PEQUENOS DELITOS E EPIFANIAS
Por Jorge de Souza Araújo
Diante destes textos (ou peças literárias maxi-minimalistas, ou contos de feições microscópicas pluralizados por visão macro, ou crônicas abstratas derivando para contos fantásticos e, no entanto, intimistas, confessionais) é mais adequado pensar que a escritura de Antonio Nahud Júnior transcende seu mais exato mister, ultrapassando o que quer que se declare na ficha catalográfica do livro.
Dessa forma, “Pequenas Histórias do Delírio Peculiar Humano” representa também exercício filosófico numa linha de investigação ontológica, metafísica, expressionista e existencial. E, por exemplo, “Love is a Many Splendored Thing”, que abre a coletânea de pasmos e pathos humanoides, ressalta uma fragrância de Poe, do épico e dramático de “O Corvo”, com a amada morta do protagonista entrando janela adentro na noite iluminada de Selton, o amante para sempre fiel e siderado pelas chamas da fornalha passional.

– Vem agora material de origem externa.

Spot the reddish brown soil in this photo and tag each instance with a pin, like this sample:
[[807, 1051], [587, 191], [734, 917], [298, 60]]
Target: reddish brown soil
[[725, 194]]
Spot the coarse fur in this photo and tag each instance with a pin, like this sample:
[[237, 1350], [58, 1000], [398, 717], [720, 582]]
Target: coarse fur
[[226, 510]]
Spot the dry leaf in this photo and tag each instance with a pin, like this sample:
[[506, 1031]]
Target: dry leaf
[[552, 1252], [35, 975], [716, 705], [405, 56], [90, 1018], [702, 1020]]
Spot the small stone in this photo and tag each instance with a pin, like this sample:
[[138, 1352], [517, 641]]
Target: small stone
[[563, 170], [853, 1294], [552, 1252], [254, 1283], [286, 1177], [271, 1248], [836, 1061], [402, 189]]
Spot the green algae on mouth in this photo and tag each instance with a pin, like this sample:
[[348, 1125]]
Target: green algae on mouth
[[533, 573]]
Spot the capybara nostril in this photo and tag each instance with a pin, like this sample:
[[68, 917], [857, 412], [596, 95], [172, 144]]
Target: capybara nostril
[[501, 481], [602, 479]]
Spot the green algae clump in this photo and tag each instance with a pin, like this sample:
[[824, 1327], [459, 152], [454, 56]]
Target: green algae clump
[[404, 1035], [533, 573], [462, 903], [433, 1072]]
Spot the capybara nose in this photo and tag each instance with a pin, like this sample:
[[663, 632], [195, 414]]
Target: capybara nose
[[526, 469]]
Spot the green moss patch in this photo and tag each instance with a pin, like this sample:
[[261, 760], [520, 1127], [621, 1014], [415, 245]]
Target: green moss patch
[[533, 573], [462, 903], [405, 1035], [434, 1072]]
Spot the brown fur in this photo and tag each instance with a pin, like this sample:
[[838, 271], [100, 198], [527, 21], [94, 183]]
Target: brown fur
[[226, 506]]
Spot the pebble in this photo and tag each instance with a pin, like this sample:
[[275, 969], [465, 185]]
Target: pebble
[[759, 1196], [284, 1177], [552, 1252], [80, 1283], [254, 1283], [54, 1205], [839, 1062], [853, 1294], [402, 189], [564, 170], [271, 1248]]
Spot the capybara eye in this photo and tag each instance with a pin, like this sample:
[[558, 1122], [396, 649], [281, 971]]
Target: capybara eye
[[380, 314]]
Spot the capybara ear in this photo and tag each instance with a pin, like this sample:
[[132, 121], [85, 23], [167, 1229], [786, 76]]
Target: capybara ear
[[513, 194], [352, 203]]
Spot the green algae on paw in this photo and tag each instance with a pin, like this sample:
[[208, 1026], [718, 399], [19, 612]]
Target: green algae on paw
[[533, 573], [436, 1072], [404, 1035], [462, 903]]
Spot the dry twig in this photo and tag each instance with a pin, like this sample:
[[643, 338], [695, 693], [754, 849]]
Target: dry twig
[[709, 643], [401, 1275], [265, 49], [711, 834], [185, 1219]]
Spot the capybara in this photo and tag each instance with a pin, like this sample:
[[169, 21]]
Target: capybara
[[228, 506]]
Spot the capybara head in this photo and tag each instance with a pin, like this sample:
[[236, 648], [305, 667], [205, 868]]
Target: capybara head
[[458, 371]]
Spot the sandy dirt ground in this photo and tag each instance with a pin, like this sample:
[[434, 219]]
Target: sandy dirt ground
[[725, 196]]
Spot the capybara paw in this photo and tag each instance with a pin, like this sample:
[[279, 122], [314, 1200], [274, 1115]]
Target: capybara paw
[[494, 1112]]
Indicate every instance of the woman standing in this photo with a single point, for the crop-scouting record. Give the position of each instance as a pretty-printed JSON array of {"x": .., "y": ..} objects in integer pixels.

Assim, o que leremos doravante são mini ou macro textos parodísticos da existência pânica, imprimindo e imprimidos, não obstante, de frêmitos de lucidez em meio à voga lúdica, elíptica, espasmódica e diversionista da palavra em febre de dizer-se para além das eventuais obscuridades. O que mais neles avulta é a surpresa do insólito, não apenas reservados aos finais consagradores do clímax e do desfecho, mas por toda a rede de intrincadas e complexas teias, cujos enunciados se confundem com seus signos. O lírico sempre pesponta o outro lado do trágico e o humor cerrado em sorrisos contrafeitos observa a vida sob as escamas de um amplo e entrechocado mistério. A ambiência de sugestões de hiatos de percepção muda supre a necessidade de concretude do real. Por isso nem sempre as personas são nomeadas e a sensação do provisório e efêmero de nomes, pessoas e coisas produz a inércia do pensar, quase valendo qualquer nome para designar qualquer coisa ou pessoa.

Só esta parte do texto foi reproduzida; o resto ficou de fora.